The first year I went to the Great Alaskan Craft Beer and Home Brew Festival it was 2001 and it was held on the Fort Seward grounds. I drank far more than the $20 admission fee and then continued to exchange my money for beer at the Fogcutter until we were officially tossed out at 5 a.m.

Ah, memories.

The beerfest has since moved to the Southeast Alaska State Fair Grounds in front of the buildings used for the 1991 White Fang movie that featured a young Ethan Hawke.

This year marked the beerfest’s 20th anniversary. Surprisingly, the people of Haines are still putting up with the shenanigans that come with hosting a hugely popular beer-drinking event every year.

But somebody must have been kicking puppies or trampling on grave flowers because this year’s beerfest was one of the coldest and wettest on record. I don’t know if it was bad karma, but Haines was one big soggy blanket this year.

Beer drinkers were huddled in their Goretex trying to extract comfort from their chilly ales.

Thankfully, there was a bluegrass band playing. It’s hard to be grey inside when there’s a banjo twanging somewhere in the distance.

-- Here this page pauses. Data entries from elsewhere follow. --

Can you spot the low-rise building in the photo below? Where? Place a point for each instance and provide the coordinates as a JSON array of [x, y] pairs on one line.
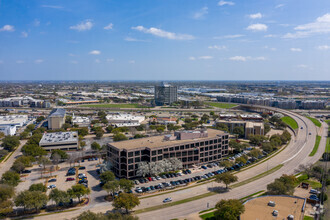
[[56, 119], [125, 120], [60, 140], [191, 147]]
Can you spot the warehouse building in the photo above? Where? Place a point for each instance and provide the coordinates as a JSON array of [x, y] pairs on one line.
[[59, 140], [191, 147], [56, 119]]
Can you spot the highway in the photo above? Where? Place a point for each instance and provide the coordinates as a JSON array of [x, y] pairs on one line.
[[291, 157]]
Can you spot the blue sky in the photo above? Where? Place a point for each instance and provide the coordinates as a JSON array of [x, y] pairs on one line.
[[165, 40]]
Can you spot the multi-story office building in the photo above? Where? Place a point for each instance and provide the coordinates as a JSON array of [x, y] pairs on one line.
[[56, 118], [59, 140], [191, 147], [165, 94]]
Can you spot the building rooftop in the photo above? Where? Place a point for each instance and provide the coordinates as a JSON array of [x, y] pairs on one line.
[[258, 208], [59, 137], [159, 141], [57, 112]]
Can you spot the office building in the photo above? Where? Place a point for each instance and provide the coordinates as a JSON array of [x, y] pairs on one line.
[[59, 140], [191, 147], [165, 94], [56, 118], [254, 128]]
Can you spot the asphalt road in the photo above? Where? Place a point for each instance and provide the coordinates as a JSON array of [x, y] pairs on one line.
[[296, 153]]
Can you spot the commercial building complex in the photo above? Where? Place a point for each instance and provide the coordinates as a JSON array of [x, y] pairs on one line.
[[125, 120], [59, 140], [56, 119], [191, 147], [165, 94]]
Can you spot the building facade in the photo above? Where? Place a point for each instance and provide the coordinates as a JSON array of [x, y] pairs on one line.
[[191, 147], [56, 119], [165, 94]]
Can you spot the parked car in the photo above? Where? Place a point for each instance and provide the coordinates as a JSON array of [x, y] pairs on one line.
[[169, 199]]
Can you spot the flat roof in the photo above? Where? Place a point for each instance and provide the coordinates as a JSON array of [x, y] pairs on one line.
[[158, 141], [285, 205], [59, 138]]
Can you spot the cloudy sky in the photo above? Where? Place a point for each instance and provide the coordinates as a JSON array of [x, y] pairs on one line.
[[165, 40]]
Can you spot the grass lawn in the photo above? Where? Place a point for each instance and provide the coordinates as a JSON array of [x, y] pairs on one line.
[[315, 121], [221, 105], [114, 106], [290, 121], [316, 146]]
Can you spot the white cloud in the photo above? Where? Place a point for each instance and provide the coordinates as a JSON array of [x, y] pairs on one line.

The seven-piece band was sardined under a big red tarp held up by a four-inch-wide metal pole dug deep into the ground.

The rowdies started to take leaping jumps at the pole, committing not-so-sexy interpretations of pole dances. Every time a dancer leapt, the pole shuddered and the band winced, but the pole held, and all were entertained… except maybe the band.

A real reporter would be able to tell you how many breweries were represented. From my vantage point of 5′ 2″, I counted something like six to eight different tables, but hit only three of them. The crowding was starting to trigger my latentenochlophobia.

Alaskan breweries dominated the scene—Alaska Brewing (Juneau), Baranof Island brewing (Sitka), Skagway Brewing Co. and Kenai River Brewing out of Soldotna (240 km SW of Anchorage, Alaska), among others.

A real reporter would have been able to say what her favourite beer was, but I was drinking primarily with the mouth part of my head, not the brain part.

There was a delicious IPA, made by one of those Alaskan breweries and the refreshing spruce tip ale served up by Skagway Brewing Co. All I can say is, those Alaskans really know how to brew.

The homebrew event was judged the day before the beerfest, on the Friday. This event allows homebrewers to enter their beers into competition and have them torn apart by variably qualified judges. I jest.

Typically, every flight (a group of similar beers being judged together, usually 6-12 entries) is judged simultaneously by three different judges to receive fair evaluation.

Morgen Smith, a homebrewer from Whitehorse, captured a third place finish for her brown ale. She could be seen sporting an event-appropriate medal—setting her apart from the rest of the common beer-swilling crowd—a flattened beer bottle hung on a ribbon around her neck.

Probably the most decadent part of my weekend was the beer dinner, held at the Fairgrounds on the Friday night before beer fest.

This plated, five-course, beer-paired meal featured crab cakes with avocado aioli and a delicious white gazpacho with yogurt and almond cream. The “pig de resistance” was just that—pit-roasted piggy.

Unfortunately, the beers were a little less memorable.

My favourite beers were the reception beer, Steve’s Side A IPA, brewed at the Alaskan Brewing Co., and the Tinderfoot Von Scotch ale by Denali Brewing Co.

This scotch ale was served with a curried bean salad topped with catfish. The catfish was supermoist with no trace of weediness, and the earthiness of the curried beans was balanced nicely by the malty Scotch ale.

We maxed out on our beer quota, leaving Haines with beer from Lagunitas and Stone breweries out of California, experimental ales by Brewdog in Scotland and spruce tip beer from the tiny Haines Brewery.

Paul Wheeler, the brewmaster at Haines Brewing Co., was honoured at the beer dinner for keeping the people of Haines in touch with one pillar of “civilization”.

The speaker bestowing the honour alluded to a quote of Frank Zappa: “You can’t be a real country unless you have a beer and an airline. It helps if you have some kind of a football team, or some nuclear weapons, but at the very least you need a beer.”